MA VOIX PEINE À SE FAIRE ENTENDRE À TRAVERS CE CHAOS… LA RECONNAISSEZ-VOUS ?

Après une figure de chez nous, faisons un petit voyage dans ce qui était à l’époque l’Allemagne pour rendre hommage à l’une des quatre femmes ayant obtenu un prix Nobel de physique : Maria Goeppert- Mayer. Née le 28 juin 1906 dans une famille de professeurs depuis des générations, Maria est enfant unique, mais elle bénéficie d’une excellente éducation durant toute son enfance. À l’époque, à Göttingen, il n’est pas facile du tout pour une femme d’intégrer une université. En effet, une seule école prépare les filles pour l’examen d’entrée, mais celle-ci ferme ses portes à cause de la situation difficile d’après-guerre, aidant tout de même un peu les étudiantes. C’est donc en 1924 que Maria intègre l’Université de Göttingen dans le but d’y étudier les mathématiques. Cependant, elle se rend vite compte que la physique l’attire plus et elle obtient son doctorat en 1930 en physique théorique. Trois récipiendaires du prix Nobel sont sur le comité de suivi du doctorat. L’ami de l’un d’entre eux devient un peu plus tard son mari, et elle s’installe avec lui à Baltimore pendant la Grande Dépression, temps difficile pour trouver un emploi dans les universités. Mme Mayer n’abandonne pas et continue à faire de la physique pour le plaisir. Entre 1941 et 1945, elle est professeure au Collège Sarah Lawrence, mais travaille principalement avec Harold Urey sur la séparation des isotopes d’uranium. Elle déménage à Chicago en 1946 et devient professeure au département de physique et à l’Institut des études nucléaires et employée au Laboratoire national d’Argonne. Elle fait alors une découverte mathématique sur le comportement des atomes et publie conjointement, avec un certain Jensen, un livre intitulé Elementary Theory of Nuclear Shell Structure. Ces travaux lui vaudront le prix Nobel de physique en 1963, devenant ainsi, après Marie Curie, la deuxième femme à l’obtenir. Elle décède en 1972 après un coma dû à une crise cardiaque.

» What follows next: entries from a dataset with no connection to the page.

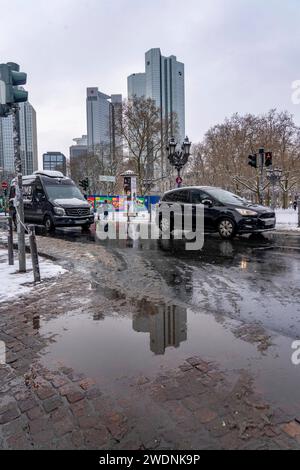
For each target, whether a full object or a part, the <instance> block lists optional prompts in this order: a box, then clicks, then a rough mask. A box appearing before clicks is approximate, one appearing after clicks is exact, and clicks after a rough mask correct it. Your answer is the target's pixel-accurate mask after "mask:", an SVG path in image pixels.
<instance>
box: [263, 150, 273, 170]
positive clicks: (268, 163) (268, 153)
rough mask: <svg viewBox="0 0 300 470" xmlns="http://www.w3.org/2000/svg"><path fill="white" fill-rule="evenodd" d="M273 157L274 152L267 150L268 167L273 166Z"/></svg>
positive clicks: (266, 160) (267, 159) (266, 153)
mask: <svg viewBox="0 0 300 470" xmlns="http://www.w3.org/2000/svg"><path fill="white" fill-rule="evenodd" d="M272 159H273V155H272V152H266V156H265V166H266V167H268V166H272Z"/></svg>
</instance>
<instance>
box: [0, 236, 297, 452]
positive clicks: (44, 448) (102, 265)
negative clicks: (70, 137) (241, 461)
mask: <svg viewBox="0 0 300 470" xmlns="http://www.w3.org/2000/svg"><path fill="white" fill-rule="evenodd" d="M38 244H39V249H40V251H41V252H43V253H44V254H47V256H49V257H54V258H57V257H58V253H59V258H58V259H59V261H60V262H61V263H62V264H63V265H64V267H68V268H69V272H68V273H66V274H64V275H63V276H61V277H60V279H59V282H54V281H53V280H51V281H48V282H43V283H42V284H40V285H38V286H36V287H35V288H34V291H33V292H34V295H33V293H31V294H29V295H28V296H24V297H19V298H17V299H15V300H13V301H11V302H7V303H2V304H1V305H0V340H2V341H5V343H6V346H7V364H6V365H3V366H0V447H1V448H3V449H138V448H141V449H200V450H201V449H223V448H224V449H299V447H300V423H299V422H297V421H296V420H295V419H294V416H293V415H289V414H288V412H287V411H286V410H281V409H279V408H273V407H271V406H270V404H268V403H266V402H265V401H263V400H262V399H261V398H259V397H258V395H257V394H256V392H255V390H254V387H253V382H252V378H251V377H250V376H249V375H247V373H245V372H240V373H238V374H237V375H236V376H235V378H234V379H233V378H232V377H231V378H229V377H228V376H227V374H226V371H223V370H221V368H220V366H219V365H218V364H217V363H213V362H208V361H207V360H206V359H205V358H203V357H198V356H195V357H187V358H186V360H185V361H183V363H182V364H181V365H180V366H179V367H177V368H174V369H171V370H168V371H166V372H164V373H163V374H158V375H157V376H156V377H154V378H149V377H146V376H138V377H136V378H135V379H134V380H133V381H132V383H131V384H130V393H128V392H126V393H123V394H122V393H119V394H114V393H111V394H110V393H107V391H106V390H103V389H101V386H99V384H97V383H95V381H94V379H92V378H90V377H87V376H85V375H84V374H82V371H80V370H73V369H71V368H70V367H67V366H66V364H64V363H62V362H61V363H57V365H56V367H54V368H53V367H51V368H50V367H46V366H45V365H42V362H41V360H40V359H41V356H40V354H41V353H42V351H43V349H44V348H45V347H46V346H47V345H48V344H49V343H51V341H55V338H53V337H51V335H50V336H49V337H45V336H43V337H42V336H41V335H40V333H39V321H40V317H41V316H43V315H47V317H48V318H49V317H54V318H55V317H58V316H60V315H62V314H64V313H66V312H71V311H72V310H74V309H76V308H78V305H81V306H84V307H85V308H86V309H89V310H94V311H97V312H98V313H99V311H101V312H105V314H109V311H110V310H114V311H123V312H124V310H126V302H128V305H129V304H130V303H131V300H130V298H129V299H128V300H127V297H126V295H124V294H123V293H122V292H123V291H122V289H121V285H120V286H119V287H120V291H119V287H118V284H116V285H117V288H116V292H120V295H115V296H113V299H112V298H108V297H107V296H105V295H104V294H103V296H102V298H101V302H100V303H99V292H98V295H97V299H96V298H94V297H93V295H91V273H94V274H95V272H96V271H97V269H99V270H101V276H100V278H101V279H104V278H106V279H111V278H112V277H113V276H114V273H115V272H121V271H122V270H124V269H126V267H125V266H124V264H123V263H122V260H121V259H120V258H119V257H118V256H115V255H114V254H113V252H108V251H107V250H105V249H104V248H103V247H102V246H99V245H95V246H92V248H91V246H87V245H85V244H84V243H76V248H75V249H74V243H72V242H68V241H65V240H57V239H48V238H43V237H39V240H38ZM87 266H89V269H87ZM148 276H151V274H149V273H148ZM98 280H99V278H98ZM115 282H116V283H117V279H115ZM119 282H120V281H119ZM157 282H158V284H159V281H157ZM153 283H154V281H153ZM150 285H151V283H150ZM153 285H154V287H157V286H156V285H155V284H152V287H153ZM126 289H127V287H126ZM162 290H163V287H162V288H161V291H162ZM144 294H145V295H146V294H147V292H146V293H144ZM163 294H164V295H165V292H164V293H163ZM159 295H160V291H159V290H158V293H157V296H158V297H159ZM121 307H122V308H121Z"/></svg>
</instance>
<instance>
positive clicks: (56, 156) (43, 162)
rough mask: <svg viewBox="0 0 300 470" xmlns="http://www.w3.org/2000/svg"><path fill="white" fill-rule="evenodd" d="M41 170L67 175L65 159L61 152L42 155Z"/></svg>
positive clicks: (65, 157) (57, 152)
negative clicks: (42, 169)
mask: <svg viewBox="0 0 300 470" xmlns="http://www.w3.org/2000/svg"><path fill="white" fill-rule="evenodd" d="M43 170H54V171H60V172H61V173H63V174H64V175H66V174H67V162H66V157H65V156H64V154H62V153H61V152H46V153H44V154H43Z"/></svg>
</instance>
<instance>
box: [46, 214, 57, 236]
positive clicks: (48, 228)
mask: <svg viewBox="0 0 300 470" xmlns="http://www.w3.org/2000/svg"><path fill="white" fill-rule="evenodd" d="M44 225H45V229H46V232H48V233H51V232H54V230H55V226H54V223H53V222H52V219H51V217H50V216H49V215H46V217H45V218H44Z"/></svg>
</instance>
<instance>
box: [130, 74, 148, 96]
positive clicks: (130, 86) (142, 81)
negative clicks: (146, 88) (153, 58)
mask: <svg viewBox="0 0 300 470" xmlns="http://www.w3.org/2000/svg"><path fill="white" fill-rule="evenodd" d="M127 95H128V98H133V97H134V96H137V97H142V96H146V74H145V73H133V74H132V75H129V77H127Z"/></svg>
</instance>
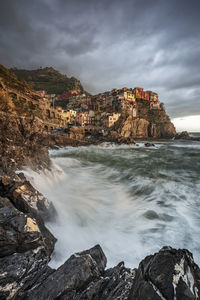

MA VOIX S’ÉLÈVE, SE DÉMARQUE… VOUS L’ENTENDEZ, N’EST-CE PAS ? MA VOIX EST FORTE, PREND LE DESSUS DIFFICILE DE LA FAIRE TAIRE, N’EST-CE PAS ?

Certaines sortent de l’ordinaire, certaines marquent l’histoire, mais toutes sont importantes, et c’est ce que j’espère vous avoir prouvé aujourd’hui. Le chemin a commencé alors que je n’étais pas encore née, mais je suis fière de marcher aujourd’hui sur un chemin qui a été pavé par des personnes remarquables. Quelque part, il y a des filles, des femmes qui marchent sur des chemins de boue, de sable, de gravier. Aidons-les à paver leur chemin pour que la route paraisse moins longue…

MA VOIX CHANTE, CRIE, HURLE, S’AFFIRME. IMPOSSIBLE POUR VOUS DE L’OUBLIER.